Pensare per immagini. Un viaggio tra fotografia, filosofia e linguaggio


“L'opera d'arte è un atto di pensiero in forma sensibile.”
Maurice Merleau-Ponty

      Cosa accade quando la fotografia smette di essere una semplice rappresentazione del reale per diventare una forma attiva di pensiero? Foto(so)phie è il titolo di un vasto progetto teorico e visivo che si presenta non solo come breve saggio, ma come un vero e proprio dispositivo concettuale. Un’opera ibrida in cui arte visiva, filosofia e linguaggio si incontrano, si scontrano e si trasformano. Al centro di questa ricerca c’è l’idea di post-fotografia come campo di riflessione e azione: non un’evoluzione tecnica del medium, ma una radicale messa in discussione dei suoi limiti percettivi, semantici ed espressivi. Le immagini non si limitano più a mostrare, ma pensano, interrogano e coinvolgono il lettore/spettatore in una relazione attiva e tattile.

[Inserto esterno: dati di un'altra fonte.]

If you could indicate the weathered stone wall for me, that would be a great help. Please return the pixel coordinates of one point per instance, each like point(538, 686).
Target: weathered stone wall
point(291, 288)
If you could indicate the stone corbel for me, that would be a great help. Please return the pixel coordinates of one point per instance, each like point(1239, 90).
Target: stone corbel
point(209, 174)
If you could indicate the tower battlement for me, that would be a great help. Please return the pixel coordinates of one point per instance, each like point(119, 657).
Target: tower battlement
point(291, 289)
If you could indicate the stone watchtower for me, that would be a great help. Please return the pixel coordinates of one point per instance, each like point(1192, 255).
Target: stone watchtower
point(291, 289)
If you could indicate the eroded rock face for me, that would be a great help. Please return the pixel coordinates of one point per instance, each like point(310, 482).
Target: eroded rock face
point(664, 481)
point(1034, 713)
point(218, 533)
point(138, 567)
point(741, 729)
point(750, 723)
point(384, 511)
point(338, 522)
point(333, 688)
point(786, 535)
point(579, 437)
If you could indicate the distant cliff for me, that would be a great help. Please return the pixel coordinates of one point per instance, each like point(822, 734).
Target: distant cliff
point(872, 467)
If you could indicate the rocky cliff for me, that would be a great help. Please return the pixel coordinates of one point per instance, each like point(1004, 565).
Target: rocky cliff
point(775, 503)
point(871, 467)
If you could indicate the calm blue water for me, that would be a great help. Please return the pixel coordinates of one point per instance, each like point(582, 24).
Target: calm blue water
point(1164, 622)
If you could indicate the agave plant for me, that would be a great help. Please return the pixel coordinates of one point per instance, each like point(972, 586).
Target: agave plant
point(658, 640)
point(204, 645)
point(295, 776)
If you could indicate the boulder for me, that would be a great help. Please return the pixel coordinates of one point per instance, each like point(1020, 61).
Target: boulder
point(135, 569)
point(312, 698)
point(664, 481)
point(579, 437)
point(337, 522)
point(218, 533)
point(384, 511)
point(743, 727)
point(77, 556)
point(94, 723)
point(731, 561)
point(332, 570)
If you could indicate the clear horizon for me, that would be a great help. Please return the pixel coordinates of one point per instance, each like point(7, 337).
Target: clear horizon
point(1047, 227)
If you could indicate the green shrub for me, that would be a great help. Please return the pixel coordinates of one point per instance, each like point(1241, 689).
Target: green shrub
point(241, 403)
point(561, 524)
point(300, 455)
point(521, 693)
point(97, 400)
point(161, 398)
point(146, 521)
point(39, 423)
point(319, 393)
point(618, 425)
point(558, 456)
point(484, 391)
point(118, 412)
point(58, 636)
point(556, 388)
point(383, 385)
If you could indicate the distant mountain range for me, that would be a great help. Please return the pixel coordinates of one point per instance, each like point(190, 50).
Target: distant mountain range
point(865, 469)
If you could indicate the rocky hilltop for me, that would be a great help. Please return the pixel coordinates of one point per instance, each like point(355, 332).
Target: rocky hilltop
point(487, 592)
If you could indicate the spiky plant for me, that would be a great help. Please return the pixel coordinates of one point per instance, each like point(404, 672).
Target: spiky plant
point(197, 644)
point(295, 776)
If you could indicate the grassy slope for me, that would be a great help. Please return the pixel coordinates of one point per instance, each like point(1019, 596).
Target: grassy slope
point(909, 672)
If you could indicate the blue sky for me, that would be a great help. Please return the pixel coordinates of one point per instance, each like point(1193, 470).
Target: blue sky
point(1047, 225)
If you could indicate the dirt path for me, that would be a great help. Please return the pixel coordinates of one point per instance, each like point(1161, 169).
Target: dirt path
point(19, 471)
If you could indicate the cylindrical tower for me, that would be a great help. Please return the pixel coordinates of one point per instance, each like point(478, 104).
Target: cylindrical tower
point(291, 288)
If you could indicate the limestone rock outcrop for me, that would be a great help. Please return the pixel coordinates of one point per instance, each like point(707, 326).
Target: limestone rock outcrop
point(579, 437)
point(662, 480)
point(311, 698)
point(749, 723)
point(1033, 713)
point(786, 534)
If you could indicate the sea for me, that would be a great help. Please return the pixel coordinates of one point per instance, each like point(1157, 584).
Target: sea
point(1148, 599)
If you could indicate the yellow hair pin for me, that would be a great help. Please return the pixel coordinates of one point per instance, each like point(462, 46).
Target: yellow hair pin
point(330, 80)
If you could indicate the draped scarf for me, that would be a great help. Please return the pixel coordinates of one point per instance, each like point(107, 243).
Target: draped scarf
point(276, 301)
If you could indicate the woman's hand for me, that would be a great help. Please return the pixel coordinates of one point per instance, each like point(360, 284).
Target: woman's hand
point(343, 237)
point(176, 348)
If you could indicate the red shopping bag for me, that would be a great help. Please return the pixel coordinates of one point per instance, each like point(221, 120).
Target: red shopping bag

      Attraverso le visio(so)phie, foto[so]phie e meta{so}phie, viene costruito un nuovo lessico per affrontare la complessità dell’immagine contemporanea. Ogni opera è un vero e proprio assemblaggio –non un collage– dove il testo, le figure, i simboli geometrici e le superfici materiche convivono in una tensione produttiva, sfidando la logica della sintesi e aprendo lo spazio alla co-esistenza delle differenze. Nel saggio, la fotografia si fa scrittura filosofica e l’arte si trasforma in metodo conoscitivo. Il fruitore è chiamato a partecipare, a ricomporre, a intervenire fisicamente, entrando in contatto con un’opera viva, che muta e si rigenera. La proposta della geminazione –una versione sigillata e una libera da manipolare– introduce una nuova economia della partecipazione estetica, in cui l’autenticità non risiede più nell’oggetto, ma nella relazione che esso instaura.

      Foto(so)phie è un invito ad abitare le immagini, non solo a guardarle. A pensare con esse e attraverso esse. Un laboratorio critico e creativo che mette in discussione il nostro modo di vedere, di pensare e, forse, di essere. Leggere questo lavoro significa accettare la sfida di un’arte che non si lascia addomesticare, ma che chiede di essere vissuta con coraggio e profondità.